After M and N were determined, sufficient tissue excision was performed to minimize tension after closure. Temporary sutures were placed at the highest points on both sides of the nipple to achieve the desired height, and irregular margins were trimmed according to the height and shape desired by the patient. Suturing was then performed using 6-0 Vicryl and 6-0 nylon sutures.


Several complex techniques have been devised for nipple reduction, but if multiple flaps are elevated or excessive excision is applied to the nipple base, subsequent sensory changes may occur [3]. In addition, because nipple blood supply is provided by the subdermal plexus, complex procedures can jeopardize blood supply and cause delayed wound healing or necrosis [5,6,8,10]. From this point of view, we consider our method to be safer than previous methods, mainly because of its simplicity.
In addition, several procedures have been described that preserve lactation, but they provide ineffective nipple diameter reduction because the circumcision methods were designed to avoid the central area [4-6]. However, in previous studies the majority of patients who requested nipple reduction were either women with no intention of becoming pregnant or men, and the preservation of lactiferous ducts was therefore not an essential requirement. By using the described procedure, sufficient central parenchyma can be removed and the tension can be reduced by approximation, and the expected results satisfy patients’ long-term expectation for nipple size.

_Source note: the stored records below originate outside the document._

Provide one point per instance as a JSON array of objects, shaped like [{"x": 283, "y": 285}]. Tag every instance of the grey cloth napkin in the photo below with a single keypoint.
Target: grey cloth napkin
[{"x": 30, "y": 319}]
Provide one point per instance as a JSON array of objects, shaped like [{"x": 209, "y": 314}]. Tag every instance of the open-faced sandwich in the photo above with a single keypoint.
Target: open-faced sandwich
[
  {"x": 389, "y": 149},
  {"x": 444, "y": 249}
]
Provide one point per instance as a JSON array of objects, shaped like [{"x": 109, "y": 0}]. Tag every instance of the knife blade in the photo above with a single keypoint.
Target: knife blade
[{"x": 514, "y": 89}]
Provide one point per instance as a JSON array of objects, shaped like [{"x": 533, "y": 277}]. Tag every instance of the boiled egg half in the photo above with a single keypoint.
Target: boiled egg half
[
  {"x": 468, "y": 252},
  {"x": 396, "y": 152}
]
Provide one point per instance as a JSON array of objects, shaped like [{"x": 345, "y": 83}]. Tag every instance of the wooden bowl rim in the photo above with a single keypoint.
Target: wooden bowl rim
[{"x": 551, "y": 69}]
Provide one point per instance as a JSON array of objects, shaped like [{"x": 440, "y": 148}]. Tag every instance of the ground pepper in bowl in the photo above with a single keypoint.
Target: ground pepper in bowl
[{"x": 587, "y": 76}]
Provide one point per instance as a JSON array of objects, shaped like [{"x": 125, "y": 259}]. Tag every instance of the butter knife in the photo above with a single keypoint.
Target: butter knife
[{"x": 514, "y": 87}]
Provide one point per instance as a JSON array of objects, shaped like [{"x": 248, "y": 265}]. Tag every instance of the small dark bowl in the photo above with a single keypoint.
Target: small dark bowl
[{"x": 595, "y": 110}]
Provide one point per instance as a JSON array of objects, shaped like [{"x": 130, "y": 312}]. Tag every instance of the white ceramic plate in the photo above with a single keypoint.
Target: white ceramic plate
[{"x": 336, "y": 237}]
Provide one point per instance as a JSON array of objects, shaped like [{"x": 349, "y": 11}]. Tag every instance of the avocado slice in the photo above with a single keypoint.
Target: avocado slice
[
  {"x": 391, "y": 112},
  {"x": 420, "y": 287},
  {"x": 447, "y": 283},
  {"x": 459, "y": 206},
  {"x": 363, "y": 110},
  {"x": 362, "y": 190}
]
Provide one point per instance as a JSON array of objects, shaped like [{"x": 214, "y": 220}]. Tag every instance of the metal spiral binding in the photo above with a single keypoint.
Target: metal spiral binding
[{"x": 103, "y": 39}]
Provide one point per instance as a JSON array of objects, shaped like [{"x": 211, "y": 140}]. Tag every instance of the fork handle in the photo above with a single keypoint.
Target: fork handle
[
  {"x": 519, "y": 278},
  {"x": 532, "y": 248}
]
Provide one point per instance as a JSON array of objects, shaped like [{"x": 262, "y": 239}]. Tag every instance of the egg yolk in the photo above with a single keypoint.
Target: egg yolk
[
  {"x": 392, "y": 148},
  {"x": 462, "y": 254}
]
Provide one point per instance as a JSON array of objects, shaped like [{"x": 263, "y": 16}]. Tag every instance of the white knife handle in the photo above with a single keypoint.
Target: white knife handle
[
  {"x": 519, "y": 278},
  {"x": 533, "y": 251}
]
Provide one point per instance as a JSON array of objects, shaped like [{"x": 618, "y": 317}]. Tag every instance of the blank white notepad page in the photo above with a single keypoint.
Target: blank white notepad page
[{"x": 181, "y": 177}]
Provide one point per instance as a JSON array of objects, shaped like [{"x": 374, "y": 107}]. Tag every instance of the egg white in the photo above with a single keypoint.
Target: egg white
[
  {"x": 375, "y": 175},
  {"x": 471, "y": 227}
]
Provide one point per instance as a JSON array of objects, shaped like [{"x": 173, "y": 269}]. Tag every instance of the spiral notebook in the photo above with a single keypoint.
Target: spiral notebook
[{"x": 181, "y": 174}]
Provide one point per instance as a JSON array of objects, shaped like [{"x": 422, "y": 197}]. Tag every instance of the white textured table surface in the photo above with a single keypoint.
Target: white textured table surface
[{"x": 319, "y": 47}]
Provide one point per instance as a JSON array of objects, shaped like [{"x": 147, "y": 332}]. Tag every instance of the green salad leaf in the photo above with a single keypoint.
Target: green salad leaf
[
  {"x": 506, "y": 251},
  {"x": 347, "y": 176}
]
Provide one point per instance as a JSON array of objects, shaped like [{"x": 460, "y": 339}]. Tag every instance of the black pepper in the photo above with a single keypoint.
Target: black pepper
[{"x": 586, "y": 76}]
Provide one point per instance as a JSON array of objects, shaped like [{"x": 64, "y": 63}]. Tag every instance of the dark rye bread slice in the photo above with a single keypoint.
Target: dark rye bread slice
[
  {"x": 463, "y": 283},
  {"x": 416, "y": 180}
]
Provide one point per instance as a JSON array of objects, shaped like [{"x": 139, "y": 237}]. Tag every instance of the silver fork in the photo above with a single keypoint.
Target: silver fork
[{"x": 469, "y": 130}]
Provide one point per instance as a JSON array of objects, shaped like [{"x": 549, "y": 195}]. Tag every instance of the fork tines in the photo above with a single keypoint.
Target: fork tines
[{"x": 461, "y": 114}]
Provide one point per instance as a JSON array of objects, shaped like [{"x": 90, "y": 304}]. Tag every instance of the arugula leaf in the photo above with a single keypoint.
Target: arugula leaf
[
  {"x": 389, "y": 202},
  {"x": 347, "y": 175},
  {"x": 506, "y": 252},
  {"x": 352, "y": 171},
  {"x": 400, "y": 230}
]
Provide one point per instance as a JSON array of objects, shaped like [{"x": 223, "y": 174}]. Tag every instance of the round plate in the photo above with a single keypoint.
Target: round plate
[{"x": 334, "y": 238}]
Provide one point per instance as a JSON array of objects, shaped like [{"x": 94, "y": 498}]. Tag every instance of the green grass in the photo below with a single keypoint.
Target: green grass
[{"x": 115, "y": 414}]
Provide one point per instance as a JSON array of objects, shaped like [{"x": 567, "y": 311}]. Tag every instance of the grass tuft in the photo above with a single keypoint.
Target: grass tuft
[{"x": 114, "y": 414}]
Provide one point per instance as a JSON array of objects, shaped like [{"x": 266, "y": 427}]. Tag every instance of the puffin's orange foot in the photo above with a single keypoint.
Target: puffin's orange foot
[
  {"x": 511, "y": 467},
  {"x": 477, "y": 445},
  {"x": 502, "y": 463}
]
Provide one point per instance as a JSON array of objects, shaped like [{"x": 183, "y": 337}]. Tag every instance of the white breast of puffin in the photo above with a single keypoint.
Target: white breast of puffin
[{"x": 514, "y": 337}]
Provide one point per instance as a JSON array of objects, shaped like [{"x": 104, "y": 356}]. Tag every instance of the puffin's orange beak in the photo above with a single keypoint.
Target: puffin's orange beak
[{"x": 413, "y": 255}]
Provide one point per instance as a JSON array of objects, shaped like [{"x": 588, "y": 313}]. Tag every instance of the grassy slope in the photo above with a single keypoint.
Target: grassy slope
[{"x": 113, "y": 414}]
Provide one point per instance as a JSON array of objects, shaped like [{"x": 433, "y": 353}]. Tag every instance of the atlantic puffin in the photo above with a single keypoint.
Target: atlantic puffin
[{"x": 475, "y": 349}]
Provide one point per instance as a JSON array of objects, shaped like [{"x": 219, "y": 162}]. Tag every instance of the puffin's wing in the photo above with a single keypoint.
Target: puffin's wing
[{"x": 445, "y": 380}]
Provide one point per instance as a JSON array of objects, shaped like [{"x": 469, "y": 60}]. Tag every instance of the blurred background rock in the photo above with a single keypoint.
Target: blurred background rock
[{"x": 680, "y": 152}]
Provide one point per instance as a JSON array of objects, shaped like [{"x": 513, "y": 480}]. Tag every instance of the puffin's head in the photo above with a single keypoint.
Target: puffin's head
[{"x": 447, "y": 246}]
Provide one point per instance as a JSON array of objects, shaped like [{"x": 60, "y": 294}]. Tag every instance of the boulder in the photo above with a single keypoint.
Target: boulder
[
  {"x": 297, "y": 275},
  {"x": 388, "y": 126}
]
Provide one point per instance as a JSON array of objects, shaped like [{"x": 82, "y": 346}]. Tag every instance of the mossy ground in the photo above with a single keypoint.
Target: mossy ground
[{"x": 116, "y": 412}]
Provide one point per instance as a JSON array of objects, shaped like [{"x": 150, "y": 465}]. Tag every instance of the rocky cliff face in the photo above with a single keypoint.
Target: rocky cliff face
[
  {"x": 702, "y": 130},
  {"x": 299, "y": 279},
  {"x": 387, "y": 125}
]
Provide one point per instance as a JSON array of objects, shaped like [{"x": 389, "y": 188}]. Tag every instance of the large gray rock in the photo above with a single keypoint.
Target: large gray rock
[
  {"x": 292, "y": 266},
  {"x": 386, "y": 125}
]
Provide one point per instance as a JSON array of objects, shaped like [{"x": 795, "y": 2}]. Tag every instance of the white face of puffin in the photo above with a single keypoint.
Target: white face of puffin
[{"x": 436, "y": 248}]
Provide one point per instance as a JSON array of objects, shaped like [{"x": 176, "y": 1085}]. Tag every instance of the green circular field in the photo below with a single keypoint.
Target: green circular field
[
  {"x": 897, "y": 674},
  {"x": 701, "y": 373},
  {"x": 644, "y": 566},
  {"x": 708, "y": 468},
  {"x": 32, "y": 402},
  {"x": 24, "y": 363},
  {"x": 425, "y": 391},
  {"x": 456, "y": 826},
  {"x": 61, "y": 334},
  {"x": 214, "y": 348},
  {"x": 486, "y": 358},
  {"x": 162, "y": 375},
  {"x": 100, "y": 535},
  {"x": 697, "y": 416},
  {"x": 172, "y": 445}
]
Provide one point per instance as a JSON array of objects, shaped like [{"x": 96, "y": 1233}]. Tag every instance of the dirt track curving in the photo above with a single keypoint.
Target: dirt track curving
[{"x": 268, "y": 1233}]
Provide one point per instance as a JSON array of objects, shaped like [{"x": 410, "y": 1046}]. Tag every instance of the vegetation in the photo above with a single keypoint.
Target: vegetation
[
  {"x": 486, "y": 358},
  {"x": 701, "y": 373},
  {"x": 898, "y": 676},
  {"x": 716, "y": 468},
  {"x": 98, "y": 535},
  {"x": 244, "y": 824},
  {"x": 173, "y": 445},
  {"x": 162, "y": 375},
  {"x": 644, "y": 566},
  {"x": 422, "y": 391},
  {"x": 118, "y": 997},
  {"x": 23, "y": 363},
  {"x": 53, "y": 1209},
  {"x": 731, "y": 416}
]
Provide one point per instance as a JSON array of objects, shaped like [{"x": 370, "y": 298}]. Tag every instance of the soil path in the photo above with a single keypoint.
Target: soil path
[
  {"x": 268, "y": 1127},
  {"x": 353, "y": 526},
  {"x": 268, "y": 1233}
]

Additionally, other simple methods to remove other central areas of parenchyma are effective for height removal, but they do not reduce the diameter effectively. However, our method can also effectively reduce the diameter [4,9].
An important advantage of our method is that it enables the height and circumference of the final product to be predicted, and based on our experiences, it produces results in accord with the preoperative calculations, allowing symmetrical nipples to be obtained by calculation even in the presence of asymmetry (Fig. 3). However, the primary disadvantage of our method is that short scars at the nipple-areolar junction can occur in the areolar direction, but they are adequately disguised by Montgomery tubercles. In addition, to disperse the direction of scarring, we used an S-shaped incision. No patient has yet complained about scarring because the scars became invisible at around 6 months postoperatively (Fig. 4).
We conclude that the described S-shaped excision technique is both safe and straightforward and produces predictable results, and that it is suitable for nipple reduction in men and in women who have completed breastfeeding.


No potential conflict of interest relevant to this article was reported.



Patients provided written consent for the use of their images.

Fig. 1.
Ideal nipple shape and size.
Fig. 2.
Illustration of the procedure. (A, B) Preoperative design and measurements. (C, D) After closure.
Fig. 3.
Preoperative and postoperative views of a 21-year-old man with right-side nipple hypertrophy and asymmetry. Right-side nipple reduction was performed. (A, B) Preoperative views. (C, D) Views at 6 months postoperatively showing a natural appearance.
Fig. 4.
Preoperative and postoperative views of a 36-year-old woman no longer seeking pregnancy. Augmentation mammoplasty and nipple reduction were performed. (A, B) Preoperative views. (C, D) Views at 6 months.